Кровавый, леденящий перелом наступил тут не собственно с революцией, а позже. И связался навсегда в сознании переживших его с одною демоническою, сатанинскою фигурою: с Аркадием Голиковым. Тем самым, который нескольким поколениям подсоветских читателей известен в качестве детского писателя, носившего псевдоним Гайдар.
Писателя, впрочем, по нашему разумению, не особенно талантливого. Зато в другом он проявил если не способности, то по крайней мере решительность и непреклонную целеустремленность: в деле уничтожения врагов советской власти. А ими стали, волей неволей, все крестьяне, скотоводы, земледельцы, охотники, русские и туземцы, которых эта власть беспощадно грабила и разоряла.
На их усмирение и были двинуты Части Особого Назначения (ЧОН), одним из главных руководителей коих являлся совсем еще молодой тогда Гайдар. Он историю своей деятельности в Хакасии написал поистине слезами и кровью…
Нашелся ему и противовес, выдвинутый терзаемым народом герой: казачий хорунжий, бывший колчаковец Иван Николаевич Соловьев, возглавивший сопротивление, начальник «Горноконного партизанского отряда имени Великого Князя Михаила Александровича».
Борьбе между этими двумя людьми и посвящена львиная часть книги. Борьба окончилась гибелью Соловьева. Гайдар, впрочем, еще до того был отозван из Хакасии: творимые им жестокости даже в глазах большевиков оказались чрезмерными; вернее, чересчур явными и кричащими.
Знал ли он муки совести? Во всяком случае, он страдал потом до конца жизни психическим расстройством. Как говорится: Бог шельму метит.
Вполне понятно то чувство щемящей жалости и жгучего негодования, с каким Владимир Алексеевич, известный нам своей любовью к крестьянскому быту и к народным (любого народа!) традициям рассказывает о зверствах Гайдара со присными, разрушивших навсегда местную национальную культуру, приведших к безграничному упадку этого прежде благословенного Господом уголка России.
Читателю трудно было бы не разделять его благородные и человечные чувства.
В плане критики, заметим одну небольшую ошибку, касающуюся той части, где речь о покорении русскими Сибири.

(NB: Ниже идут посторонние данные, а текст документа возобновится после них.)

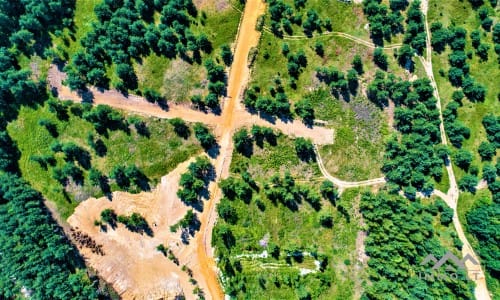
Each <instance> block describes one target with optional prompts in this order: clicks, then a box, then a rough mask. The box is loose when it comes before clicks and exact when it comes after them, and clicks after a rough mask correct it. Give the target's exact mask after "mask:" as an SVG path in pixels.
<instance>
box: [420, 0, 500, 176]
mask: <svg viewBox="0 0 500 300" xmlns="http://www.w3.org/2000/svg"><path fill="white" fill-rule="evenodd" d="M436 21H440V22H442V23H443V25H444V26H448V25H450V24H452V23H453V24H455V25H457V26H461V27H464V28H465V29H466V30H467V45H466V49H465V52H466V53H467V52H469V51H471V52H472V53H473V55H472V59H467V63H468V64H469V66H470V74H471V76H472V77H474V78H475V79H476V80H477V81H478V82H479V83H481V84H482V85H484V86H485V87H486V88H487V94H486V98H485V101H484V102H483V103H471V102H470V101H468V100H467V99H464V100H463V106H462V107H460V108H459V109H458V119H459V120H460V121H462V122H463V123H464V124H465V125H466V126H467V127H468V128H469V129H470V130H471V137H470V139H468V140H465V141H464V143H463V148H465V149H467V150H469V151H471V152H472V153H474V161H473V163H472V164H473V165H476V166H478V167H479V170H481V169H482V166H483V164H484V162H482V161H481V158H480V156H479V154H478V152H477V149H478V147H479V144H481V142H483V141H486V140H487V139H486V132H485V130H484V127H483V125H482V123H481V121H482V119H483V117H484V116H485V115H486V114H488V113H495V112H499V111H500V102H499V101H498V100H497V95H498V94H499V93H500V85H498V81H497V80H492V79H493V78H498V77H499V76H500V71H499V68H498V61H497V58H498V56H497V55H496V54H495V51H494V50H493V42H492V35H491V32H490V33H488V34H487V35H486V36H485V35H484V34H483V35H482V36H481V41H482V42H484V43H486V42H487V43H489V44H490V45H491V49H490V51H489V52H488V60H487V61H484V62H482V61H480V60H479V57H478V56H477V55H476V54H475V50H474V48H472V46H471V41H470V37H469V34H470V32H471V31H472V30H474V29H478V28H480V22H479V18H478V17H477V16H476V12H475V11H474V10H473V9H472V7H471V5H470V3H469V2H468V1H458V0H451V1H436V0H431V1H430V5H429V22H430V23H432V22H436ZM481 31H482V32H483V33H484V30H482V29H481ZM450 53H451V50H450V49H449V48H447V50H446V51H444V52H443V53H441V54H437V53H435V52H433V56H432V62H433V67H434V70H433V71H434V74H435V79H436V83H437V85H438V88H439V94H440V96H441V100H442V105H443V107H446V104H447V103H449V102H450V101H451V95H452V93H453V91H454V90H455V88H454V87H453V86H452V85H451V84H450V82H449V81H448V77H447V75H446V72H447V70H448V69H449V63H448V55H449V54H450ZM440 70H444V71H445V75H444V76H442V75H440V74H439V72H440ZM498 157H500V154H497V158H498ZM493 161H495V158H493ZM454 170H455V172H456V175H457V180H460V178H461V177H462V176H463V175H464V174H465V172H464V171H462V170H460V169H459V168H456V167H454ZM479 176H481V174H479Z"/></svg>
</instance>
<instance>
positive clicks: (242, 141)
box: [233, 128, 253, 156]
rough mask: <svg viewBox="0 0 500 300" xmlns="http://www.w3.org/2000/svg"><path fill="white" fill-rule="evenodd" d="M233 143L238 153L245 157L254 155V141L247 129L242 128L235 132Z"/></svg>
mask: <svg viewBox="0 0 500 300" xmlns="http://www.w3.org/2000/svg"><path fill="white" fill-rule="evenodd" d="M233 142H234V146H235V148H236V151H238V152H239V153H241V154H243V155H245V156H251V155H252V152H253V149H252V148H253V141H252V138H251V136H250V135H249V134H248V130H247V129H246V128H241V129H239V130H238V131H236V132H235V134H234V135H233Z"/></svg>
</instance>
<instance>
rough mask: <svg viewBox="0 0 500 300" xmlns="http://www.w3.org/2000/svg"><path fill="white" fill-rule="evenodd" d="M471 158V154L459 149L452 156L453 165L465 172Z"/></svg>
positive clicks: (471, 155) (469, 161)
mask: <svg viewBox="0 0 500 300" xmlns="http://www.w3.org/2000/svg"><path fill="white" fill-rule="evenodd" d="M472 158H473V155H472V153H471V152H470V151H468V150H465V149H460V150H458V151H456V152H455V153H454V154H453V160H454V162H455V164H456V165H457V166H458V167H460V168H461V169H463V170H467V169H468V168H469V166H470V164H471V162H472Z"/></svg>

В «Ермаке» Рылеева Кучум не назван «презренным царем Сибири». Эти слова Солоухин вполне мог слышать, как один из вариантов народной песни, в которую превратилась «Дума» декабристского поэта. Я и сам эту песню слышал не раз в различных версиях.
В подлинном тексте стоит иное:
Кучум во тьме, как тать презренный,
Прокрался тайною тропой.
Так что тут осуждение не Кучума как такового, а тактического приема нападения врасплох на спящих врагов. Осуждение, впрочем, несправедливое (хотя по человечеству и понятное): â la guerre comme â la guerre177177
На войне как на войне (фр.).
[Закрыть], и такие вещи запросто практикуются. Но трудно осуждать Рылеева за сочувствие Ермаку, в котором он, с полным основанием, видел русского национального героя!
Не так давно мне случилось писать статью о Вандее. И я тогда искал аналогий в России. Междоусобная война в Хакасии (о которой я не подумал) была бы самой яркой аналогией! ЧОН – чем не «адские колонны» французских революционеров? А Соловьев сильно напоминает вандейских вождей. Даже и совместные действия русских и инородцев против навязываемого им режима напрашиваются на сравнения с положением в Бретани, где основное население не было французским.
«Наша страна», рубрика «Библиография», Буэнос-Айрес, 13 апреля 1996 г., № 2383–2384, с. 3.